Le nouveau chef du plus militarisé des groupes rebelles du Darfour, Gibril Ibrahim, a affirmé jeudi que son mouvement ne dialoguerait pas avec Khartoum et continuerait à oeuvrer pour faire tomber le régime du président soudanais Omar el-Béchir.

Le Mouvement pour la justice et l'égalité (JEM) a choisi mercredi Gibril Ibrahim pour succéder à son frère Khalil, tué fin décembre par l'armée soudanaise, a expliqué son porte-parole, Gibril Adam Bilal, joint par téléphone par l'AFP à Khartoum.

Dans sa première interview à la presse, Gibril Ibrahim a affirmé à l'AFP ne pas penser «que le gouvernement veuille dialoguer avec nous maintenant». «Ils ont complètement détruit le climat des négociations» en tuant Khalil, a-t-il affirmé, joint par téléphone dans un lieu non précisé.

Les membres du JEM veulent maintenant venger la mort de Khalil et «je ne pense pas (qu'ils) soient prêts à parler de dialogue», a-t-il insisté.

La mort de Khalil Ibrahim avait créé une certaine incertitude quant à l'avenir du JEM, qui avait formé en novembre avec plusieurs autres groupes rebelles le Front révolutionnaire soudanais pour poursuivre la «rébellion armée» contre Khartoum.

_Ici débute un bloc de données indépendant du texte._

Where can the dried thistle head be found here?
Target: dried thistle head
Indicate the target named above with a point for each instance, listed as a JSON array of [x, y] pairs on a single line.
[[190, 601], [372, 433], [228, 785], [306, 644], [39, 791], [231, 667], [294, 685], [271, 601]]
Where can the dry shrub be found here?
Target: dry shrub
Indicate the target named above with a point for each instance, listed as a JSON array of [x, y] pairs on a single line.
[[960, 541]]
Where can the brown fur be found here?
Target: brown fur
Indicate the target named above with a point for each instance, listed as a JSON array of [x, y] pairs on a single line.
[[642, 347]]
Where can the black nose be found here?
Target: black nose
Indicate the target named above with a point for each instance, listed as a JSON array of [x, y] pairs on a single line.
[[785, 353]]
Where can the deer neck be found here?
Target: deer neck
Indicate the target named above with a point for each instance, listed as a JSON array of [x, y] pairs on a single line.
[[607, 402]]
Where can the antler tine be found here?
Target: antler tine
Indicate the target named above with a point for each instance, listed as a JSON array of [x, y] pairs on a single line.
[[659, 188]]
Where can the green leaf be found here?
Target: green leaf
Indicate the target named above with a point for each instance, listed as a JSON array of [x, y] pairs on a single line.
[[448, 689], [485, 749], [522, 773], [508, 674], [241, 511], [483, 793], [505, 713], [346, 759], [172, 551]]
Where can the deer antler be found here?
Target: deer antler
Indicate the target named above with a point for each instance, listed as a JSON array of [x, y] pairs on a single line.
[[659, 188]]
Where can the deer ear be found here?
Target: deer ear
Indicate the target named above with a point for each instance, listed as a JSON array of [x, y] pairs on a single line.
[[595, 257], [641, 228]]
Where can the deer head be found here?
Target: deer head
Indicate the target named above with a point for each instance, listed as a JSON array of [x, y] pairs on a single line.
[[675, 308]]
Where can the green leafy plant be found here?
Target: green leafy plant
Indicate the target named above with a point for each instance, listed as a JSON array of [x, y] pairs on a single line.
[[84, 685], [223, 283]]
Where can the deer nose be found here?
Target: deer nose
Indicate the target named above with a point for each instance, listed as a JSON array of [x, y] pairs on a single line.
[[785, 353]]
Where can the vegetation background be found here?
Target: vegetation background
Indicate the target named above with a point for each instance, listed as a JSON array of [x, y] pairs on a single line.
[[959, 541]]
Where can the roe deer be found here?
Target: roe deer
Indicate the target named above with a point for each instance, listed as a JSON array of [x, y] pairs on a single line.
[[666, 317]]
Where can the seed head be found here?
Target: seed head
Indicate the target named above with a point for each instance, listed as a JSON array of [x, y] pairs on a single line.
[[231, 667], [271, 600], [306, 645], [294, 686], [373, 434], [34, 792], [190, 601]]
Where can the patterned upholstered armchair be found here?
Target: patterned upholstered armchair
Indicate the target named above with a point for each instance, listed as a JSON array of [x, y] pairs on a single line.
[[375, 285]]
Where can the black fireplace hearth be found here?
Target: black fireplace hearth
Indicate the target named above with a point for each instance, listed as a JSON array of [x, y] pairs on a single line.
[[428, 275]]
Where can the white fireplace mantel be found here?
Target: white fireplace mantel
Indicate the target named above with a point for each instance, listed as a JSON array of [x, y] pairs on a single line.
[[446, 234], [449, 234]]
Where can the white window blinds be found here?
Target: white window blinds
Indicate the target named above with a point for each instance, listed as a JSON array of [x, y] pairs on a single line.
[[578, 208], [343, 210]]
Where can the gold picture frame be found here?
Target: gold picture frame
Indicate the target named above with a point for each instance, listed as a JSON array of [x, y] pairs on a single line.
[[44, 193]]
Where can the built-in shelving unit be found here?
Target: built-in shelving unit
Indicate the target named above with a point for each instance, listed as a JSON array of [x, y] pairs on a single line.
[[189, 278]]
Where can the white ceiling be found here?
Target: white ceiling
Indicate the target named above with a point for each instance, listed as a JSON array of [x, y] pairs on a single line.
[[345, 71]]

Le chef de la mission ONU-Union africaine au Darfour, région de l'ouest du Soudan en proie à la guerre civile, Ibrahim Gambari, s'était inquiété mercredi du fait que le JEM puisse se diviser en factions après la mort de Khalil Ibrahim.

Selon Magdi El Guizouli, du Rift Valley Institute, un groupe de recherche, le nouveau chef va hériter d'un mouvement miné par les divisions et une guerre chronique.

«Gibril ne va pas beaucoup changer la situation», a-t-il estimé. «À moins d'un soutien au niveau de la région, ses options sont limitées».

«Le JEM n'a jamais été aussi uni qu'aujourd'hui», a cependant assuré Gibril Ibrahim à l'AFP, ajoutant que le gouvernement «a plus peur du JEM que de n'importe quelle autre organisation au monde».

Les rebelles affirment lutter pour la «démocratie et les droits civiques» contre un régime dominé par les Arabes qui ne représente pas selon eux la diversité politique, ethnique et religieuse du pays.

Au moins 300 000 personnes ont été tuées depuis le début en 2003 de la guerre civile au Darfour, selon une estimation des Nations unies. Khartoum évoque de son côté le chiffre de 10 000 morts.

Gibril Ibrahim, qui a une formation d'économiste et a enseigné dans des universités à Khartoum et en Arabie saoudite, a assuré que le JEM suivrait la voie tracée par son frère pour obtenir un changement «démocratique» dans un pays selon lui mal géré et dirigé par une clique. «Nous allons nous unir à d'autres mouvements de résistance», a-t-il dit.

Le JEM a refusé de signer l'accord de paix du Darfour de mai 2006, de même que celui de juillet 2011 à Doha, conclu entre Khartoum et le Mouvement de libération pour la justice (LJM, une coalition de petites factions rebelles).

Il estimait notamment que ce dernier accord ne résolvait pas les problèmes clés du partage du pouvoir et des richesses, des violations des droits de l'Homme, et du sort des 1,8 million de déplacés.

Selon Gibril Ibrahim, qui a travaillé auparavant comme conseiller pour le JEM et responsable de ses relations avec l'étranger, le document de Doha ne s'attaque pas aux racines du conflit et le gouvernement n'est pas un partenaire fiable.

Le président Béchir fait l'objet d'un mandat d'arrêt de la Cour pénale internationale (CPI) pour génocide ainsi que pour crimes contre l'humanité et crimes de guerre à l'encontre des habitants du Darfour.

Cinq autres personnes, anciens responsables du gouvernement, des rebelles et des milices arabes alliées au pouvoir, sont sous le coup de mandats d'arrêt.